Leonarda Zappulla – Critica all’opera “Il guardiano di Venere”

Luca Ripamonti dipinge attuando una ricerca estetica in grado di far dialogare il visibile con l’invisibile, il dato tangibile con la sfera emozionale. Giunge a tale assunto formandosi nel panorama vivace di Santa Maria Maggiore, in quella conosciuta al tempo come “la valle dei pittori”, tra i cavalletti e i pennelli del nonno e lo zio, i libri che ha studiato di Burne Hogarth, i corsi di disegno e di anatomia, le conversazioni e gli scambi di idee con gli artisti locali e soprattutto col suo maestro, Ugo Bernetti Da Vila, che tra gli altri lo ispirerà, nonostante il diploma da geometra, a continuare il suo percorso di vita all’insegna dell’arte.

Il suo colto linguaggio denota una distintiva cifra stilistica che assume un valore iconico attraverso la sapiente fusione tra immanenza e trascendenza, una magistrale giustapposizione tra figurazione realistica e ambientazione fittizia.

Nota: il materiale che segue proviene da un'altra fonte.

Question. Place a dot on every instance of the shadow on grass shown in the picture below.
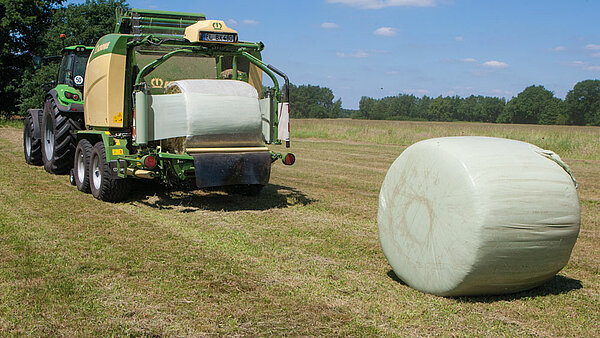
(272, 196)
(558, 285)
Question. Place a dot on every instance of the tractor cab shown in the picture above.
(72, 68)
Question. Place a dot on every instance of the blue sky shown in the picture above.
(382, 48)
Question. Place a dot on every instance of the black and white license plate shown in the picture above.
(216, 37)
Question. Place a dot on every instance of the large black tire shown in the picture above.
(58, 138)
(81, 164)
(32, 147)
(102, 185)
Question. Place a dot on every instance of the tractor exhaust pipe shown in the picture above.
(141, 117)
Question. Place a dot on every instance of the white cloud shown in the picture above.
(592, 47)
(558, 49)
(377, 4)
(360, 54)
(329, 25)
(417, 91)
(495, 64)
(386, 31)
(584, 66)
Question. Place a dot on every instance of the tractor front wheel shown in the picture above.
(58, 138)
(81, 174)
(32, 147)
(103, 185)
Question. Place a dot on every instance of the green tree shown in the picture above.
(83, 24)
(534, 105)
(22, 29)
(582, 104)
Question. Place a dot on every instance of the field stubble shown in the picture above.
(303, 258)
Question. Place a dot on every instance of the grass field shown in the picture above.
(302, 259)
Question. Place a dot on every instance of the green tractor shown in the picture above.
(169, 97)
(49, 133)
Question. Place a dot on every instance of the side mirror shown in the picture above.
(50, 85)
(37, 62)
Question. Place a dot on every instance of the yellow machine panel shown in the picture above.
(104, 91)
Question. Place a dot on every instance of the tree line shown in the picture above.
(33, 27)
(534, 105)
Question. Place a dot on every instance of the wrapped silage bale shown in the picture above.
(471, 216)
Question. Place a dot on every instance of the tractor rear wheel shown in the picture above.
(58, 138)
(81, 174)
(32, 147)
(103, 185)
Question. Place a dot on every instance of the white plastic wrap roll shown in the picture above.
(476, 215)
(210, 113)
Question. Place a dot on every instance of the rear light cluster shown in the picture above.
(289, 159)
(150, 162)
(72, 96)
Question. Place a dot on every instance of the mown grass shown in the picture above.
(302, 259)
(568, 141)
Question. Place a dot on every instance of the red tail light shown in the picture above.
(289, 159)
(150, 162)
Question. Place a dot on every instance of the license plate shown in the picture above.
(218, 37)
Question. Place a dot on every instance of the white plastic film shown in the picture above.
(207, 112)
(283, 129)
(265, 109)
(475, 216)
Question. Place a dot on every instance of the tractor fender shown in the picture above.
(36, 117)
(73, 107)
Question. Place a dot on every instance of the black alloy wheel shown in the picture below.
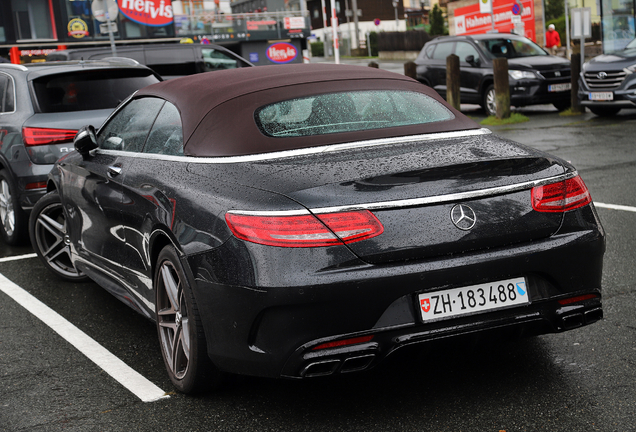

Le basi del suo universo figurale hanno radici ben solide che affondano nella pratica della copia d’autore e nell’apprendistato in bottega, proprio come avveniva tra gli artisti d’altri tempi. L’innata propensione all’orchestrazione delle tinte cromatiche indagate in molteplici sfaccettature si rivela tanto negli scenari paesaggistici quanto nei drappeggi o nell’incarnato dei soggetti delle sue tele. Con colori densi e un segno morbido l’artista concentra le proprie abilità nell’incantare il fruitore sulle figure che abitano i suoi quadri, mentre lo sfondo resta volontariamente indeterminato, solo accennato, come nell’opera “Nudo”.

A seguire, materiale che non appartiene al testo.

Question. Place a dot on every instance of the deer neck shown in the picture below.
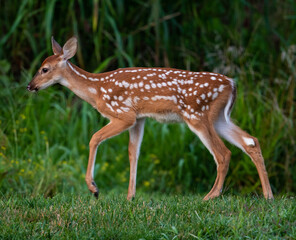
(81, 83)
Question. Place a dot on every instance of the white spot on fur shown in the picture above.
(103, 90)
(92, 90)
(249, 141)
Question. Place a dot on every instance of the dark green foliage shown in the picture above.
(44, 137)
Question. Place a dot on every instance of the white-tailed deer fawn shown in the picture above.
(127, 96)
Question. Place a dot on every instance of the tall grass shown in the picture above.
(44, 137)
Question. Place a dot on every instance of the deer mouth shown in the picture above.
(32, 89)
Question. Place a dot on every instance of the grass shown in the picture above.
(147, 217)
(44, 138)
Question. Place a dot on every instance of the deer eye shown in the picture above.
(44, 70)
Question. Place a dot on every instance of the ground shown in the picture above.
(153, 216)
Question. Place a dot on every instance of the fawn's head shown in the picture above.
(50, 71)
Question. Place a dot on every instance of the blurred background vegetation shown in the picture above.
(44, 137)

La luce, elemento di spicco della sua dialettica, avvolge i corpi e fa emergere i volumi grazie ad un metodo esecutivo di rara efficacia nel quale il plasticismo è allo stesso tempo vigoroso e vibrante. Con padronanza della tecnica e segno preciso e pulito, Luca Ripamonti lascia che la propria ispirazione si manifesti nell’opera “Il guardiano di Venere”, in cui il grande equilibrio tra oscurità e chiarore, dato dal raggio brillante che irradia la pelle rosea della protagonista facendola affiorare dal fondo scuro, mette in scena uno splendido brano di sublimazione del corpo in un’impalpabile atmosfera onirica.

Le sue donne, immortalate in pose statuarie e così peculiarmente illuminate, rievocano gli effetti ricercati da Tamara de Lempicka nelle sue volumetriche e geometrizzate protagoniste.